Dopage : Le CIO disqualifie trois haltérophiles roumains, dont deux médaillés lors des JO de Londres en 2012

ATHLETISMECela a été rendu possible grâce à la conservation pendant dix ans, par le CIO, des échantillons prélevés lors des épreuves olympiques
Aymeric Le Gall

A.L.G. avec AFP

Le Comité international olympique (CIO) a annoncé mercredi la disqualification rétroactive de trois haltérophiles roumains (dont deux médaillés) pour les JO 2012 de Londres, après de nouvelles analyses révélant des produits interdits dans leurs prélèvements d’urine.

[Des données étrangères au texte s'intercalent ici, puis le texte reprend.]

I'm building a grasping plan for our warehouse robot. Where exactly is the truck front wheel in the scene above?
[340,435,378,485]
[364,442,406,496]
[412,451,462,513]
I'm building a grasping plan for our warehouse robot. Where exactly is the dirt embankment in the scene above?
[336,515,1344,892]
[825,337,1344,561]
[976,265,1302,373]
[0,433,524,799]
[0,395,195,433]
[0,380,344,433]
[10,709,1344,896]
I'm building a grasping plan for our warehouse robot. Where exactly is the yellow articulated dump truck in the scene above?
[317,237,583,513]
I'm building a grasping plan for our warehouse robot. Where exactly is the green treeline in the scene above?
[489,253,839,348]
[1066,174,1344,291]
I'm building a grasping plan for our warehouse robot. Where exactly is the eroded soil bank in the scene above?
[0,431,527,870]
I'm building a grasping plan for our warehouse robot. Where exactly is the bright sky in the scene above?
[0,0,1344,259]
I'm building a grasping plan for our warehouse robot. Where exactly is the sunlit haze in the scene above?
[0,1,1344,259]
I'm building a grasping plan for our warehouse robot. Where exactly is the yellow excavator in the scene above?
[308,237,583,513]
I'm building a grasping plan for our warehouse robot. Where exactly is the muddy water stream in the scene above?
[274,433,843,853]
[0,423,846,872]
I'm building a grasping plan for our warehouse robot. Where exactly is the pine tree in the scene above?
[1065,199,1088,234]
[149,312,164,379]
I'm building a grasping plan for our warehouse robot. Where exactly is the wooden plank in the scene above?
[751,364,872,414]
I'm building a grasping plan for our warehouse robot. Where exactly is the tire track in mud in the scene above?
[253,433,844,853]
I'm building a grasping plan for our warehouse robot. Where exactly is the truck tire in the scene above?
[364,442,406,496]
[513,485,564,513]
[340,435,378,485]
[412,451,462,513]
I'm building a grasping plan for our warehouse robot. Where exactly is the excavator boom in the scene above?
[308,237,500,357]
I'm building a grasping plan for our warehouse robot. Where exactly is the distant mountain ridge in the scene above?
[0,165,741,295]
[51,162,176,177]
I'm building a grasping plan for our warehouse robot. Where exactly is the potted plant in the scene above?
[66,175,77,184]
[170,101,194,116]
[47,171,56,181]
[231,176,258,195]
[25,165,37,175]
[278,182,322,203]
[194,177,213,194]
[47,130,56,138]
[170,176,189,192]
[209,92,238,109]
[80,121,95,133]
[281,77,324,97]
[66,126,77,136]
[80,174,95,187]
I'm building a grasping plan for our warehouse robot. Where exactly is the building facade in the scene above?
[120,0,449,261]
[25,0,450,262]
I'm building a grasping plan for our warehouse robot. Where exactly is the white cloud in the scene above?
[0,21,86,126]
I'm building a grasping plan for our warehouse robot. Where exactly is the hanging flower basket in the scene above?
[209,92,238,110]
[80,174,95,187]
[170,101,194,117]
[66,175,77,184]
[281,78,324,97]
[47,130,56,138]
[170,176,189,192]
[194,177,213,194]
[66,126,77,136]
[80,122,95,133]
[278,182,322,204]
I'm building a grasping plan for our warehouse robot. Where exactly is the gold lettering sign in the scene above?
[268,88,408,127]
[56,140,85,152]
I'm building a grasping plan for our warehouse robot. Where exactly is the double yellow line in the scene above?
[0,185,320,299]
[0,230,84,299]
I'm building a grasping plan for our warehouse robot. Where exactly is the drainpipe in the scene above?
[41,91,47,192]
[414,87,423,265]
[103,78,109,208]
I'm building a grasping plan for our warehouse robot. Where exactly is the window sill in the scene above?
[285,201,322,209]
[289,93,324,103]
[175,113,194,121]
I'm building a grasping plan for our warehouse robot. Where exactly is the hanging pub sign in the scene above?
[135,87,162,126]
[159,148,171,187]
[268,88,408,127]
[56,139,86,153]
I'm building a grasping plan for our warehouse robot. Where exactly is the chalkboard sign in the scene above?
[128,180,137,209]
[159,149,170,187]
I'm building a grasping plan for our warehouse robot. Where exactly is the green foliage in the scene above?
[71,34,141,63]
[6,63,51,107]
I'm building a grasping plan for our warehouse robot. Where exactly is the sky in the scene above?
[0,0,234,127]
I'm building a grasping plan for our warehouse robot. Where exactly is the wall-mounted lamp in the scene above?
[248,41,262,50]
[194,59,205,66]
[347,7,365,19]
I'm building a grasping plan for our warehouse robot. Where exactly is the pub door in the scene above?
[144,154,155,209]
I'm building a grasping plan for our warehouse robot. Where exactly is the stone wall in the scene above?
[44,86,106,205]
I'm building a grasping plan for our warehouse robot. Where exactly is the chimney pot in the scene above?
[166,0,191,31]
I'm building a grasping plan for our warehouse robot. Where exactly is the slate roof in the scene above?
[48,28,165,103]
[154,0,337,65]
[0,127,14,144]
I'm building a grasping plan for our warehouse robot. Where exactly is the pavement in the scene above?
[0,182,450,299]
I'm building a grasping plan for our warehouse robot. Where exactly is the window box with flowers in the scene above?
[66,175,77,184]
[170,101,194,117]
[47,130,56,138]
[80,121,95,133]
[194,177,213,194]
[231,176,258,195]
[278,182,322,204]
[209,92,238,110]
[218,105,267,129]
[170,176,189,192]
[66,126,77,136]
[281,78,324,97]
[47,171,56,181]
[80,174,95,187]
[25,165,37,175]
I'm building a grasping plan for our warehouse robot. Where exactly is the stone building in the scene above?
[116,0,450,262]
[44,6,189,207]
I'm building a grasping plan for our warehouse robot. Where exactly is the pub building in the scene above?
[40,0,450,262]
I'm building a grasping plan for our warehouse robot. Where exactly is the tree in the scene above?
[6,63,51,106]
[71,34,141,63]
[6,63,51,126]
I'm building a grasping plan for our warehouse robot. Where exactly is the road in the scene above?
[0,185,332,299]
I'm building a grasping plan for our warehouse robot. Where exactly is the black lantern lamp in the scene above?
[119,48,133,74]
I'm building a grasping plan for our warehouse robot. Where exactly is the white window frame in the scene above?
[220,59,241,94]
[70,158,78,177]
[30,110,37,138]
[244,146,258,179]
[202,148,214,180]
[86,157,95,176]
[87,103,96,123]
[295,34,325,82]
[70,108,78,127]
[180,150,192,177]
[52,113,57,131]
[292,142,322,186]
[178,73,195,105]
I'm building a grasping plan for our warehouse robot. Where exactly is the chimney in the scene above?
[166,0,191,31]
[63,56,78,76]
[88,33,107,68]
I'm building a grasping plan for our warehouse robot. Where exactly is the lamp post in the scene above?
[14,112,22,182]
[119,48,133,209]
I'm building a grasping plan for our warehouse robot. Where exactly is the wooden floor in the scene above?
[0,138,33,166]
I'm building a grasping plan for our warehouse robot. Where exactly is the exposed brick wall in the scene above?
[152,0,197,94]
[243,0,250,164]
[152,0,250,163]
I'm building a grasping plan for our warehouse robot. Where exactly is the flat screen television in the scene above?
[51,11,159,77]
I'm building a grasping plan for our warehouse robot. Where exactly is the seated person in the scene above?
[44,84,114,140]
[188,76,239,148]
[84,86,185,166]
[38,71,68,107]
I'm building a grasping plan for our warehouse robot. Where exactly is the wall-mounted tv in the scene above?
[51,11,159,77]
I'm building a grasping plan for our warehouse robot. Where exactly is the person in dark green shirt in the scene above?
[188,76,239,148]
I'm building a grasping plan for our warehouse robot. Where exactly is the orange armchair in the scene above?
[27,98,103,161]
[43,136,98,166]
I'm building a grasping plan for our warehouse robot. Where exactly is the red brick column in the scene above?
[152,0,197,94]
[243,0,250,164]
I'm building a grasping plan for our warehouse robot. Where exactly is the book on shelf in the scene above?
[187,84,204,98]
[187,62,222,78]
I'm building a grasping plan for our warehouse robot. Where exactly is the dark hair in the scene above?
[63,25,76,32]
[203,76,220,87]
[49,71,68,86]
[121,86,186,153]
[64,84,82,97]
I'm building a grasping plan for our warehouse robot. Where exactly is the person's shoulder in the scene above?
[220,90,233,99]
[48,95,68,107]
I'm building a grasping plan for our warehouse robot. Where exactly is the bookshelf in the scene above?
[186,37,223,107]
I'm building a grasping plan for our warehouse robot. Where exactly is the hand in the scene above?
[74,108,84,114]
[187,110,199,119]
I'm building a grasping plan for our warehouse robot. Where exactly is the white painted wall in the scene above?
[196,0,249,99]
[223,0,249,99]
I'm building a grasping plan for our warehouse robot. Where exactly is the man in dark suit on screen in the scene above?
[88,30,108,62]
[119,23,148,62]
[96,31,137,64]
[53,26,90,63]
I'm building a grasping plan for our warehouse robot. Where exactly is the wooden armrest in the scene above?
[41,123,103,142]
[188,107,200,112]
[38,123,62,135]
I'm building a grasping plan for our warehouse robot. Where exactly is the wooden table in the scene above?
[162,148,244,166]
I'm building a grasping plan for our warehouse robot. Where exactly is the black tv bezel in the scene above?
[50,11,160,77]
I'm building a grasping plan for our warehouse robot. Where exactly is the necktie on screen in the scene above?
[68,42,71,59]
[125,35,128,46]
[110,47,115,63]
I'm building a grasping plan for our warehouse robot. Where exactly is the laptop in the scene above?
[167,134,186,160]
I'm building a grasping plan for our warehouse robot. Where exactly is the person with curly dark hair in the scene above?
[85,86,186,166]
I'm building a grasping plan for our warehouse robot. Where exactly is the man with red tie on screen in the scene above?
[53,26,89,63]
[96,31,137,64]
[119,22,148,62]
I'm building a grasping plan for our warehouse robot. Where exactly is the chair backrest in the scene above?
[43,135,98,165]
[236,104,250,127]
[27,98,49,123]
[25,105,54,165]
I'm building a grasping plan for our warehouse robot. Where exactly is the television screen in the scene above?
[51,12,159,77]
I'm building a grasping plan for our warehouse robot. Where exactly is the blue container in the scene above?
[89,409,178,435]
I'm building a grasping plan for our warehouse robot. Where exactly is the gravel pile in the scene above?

Razvan Martin, 28 ans, avait décroché la médaille de bronze dans la catégorie des 69 kg, devant le Nord-Coréen Kim Myong-hyok, tandis que Roxana Cocos, 31 ans, avait été médaillée d’argent chez les femmes dans la même catégorie de poids devant la Kazakhe Anna Nurmukhametova et la Colombienne Ubaldina Valoyes.

Tous deux ont été contrôlés positifs à deux stéroïdes anabolisants favorisant la prise de masse musculaire – la méténolone et le stanozolol –, tout comme le troisième athlète, Gabriel Sincraian, 31 ans, qui n’a pas terminé l’épreuve masculine des 85 kg. Le CIO conserve pendant dix ans les échantillons prélevés lors des épreuves olympiques, dans l’espoir de profiter des progrès de la détection antidopage, quitte à bousculer ses palmarès longtemps après.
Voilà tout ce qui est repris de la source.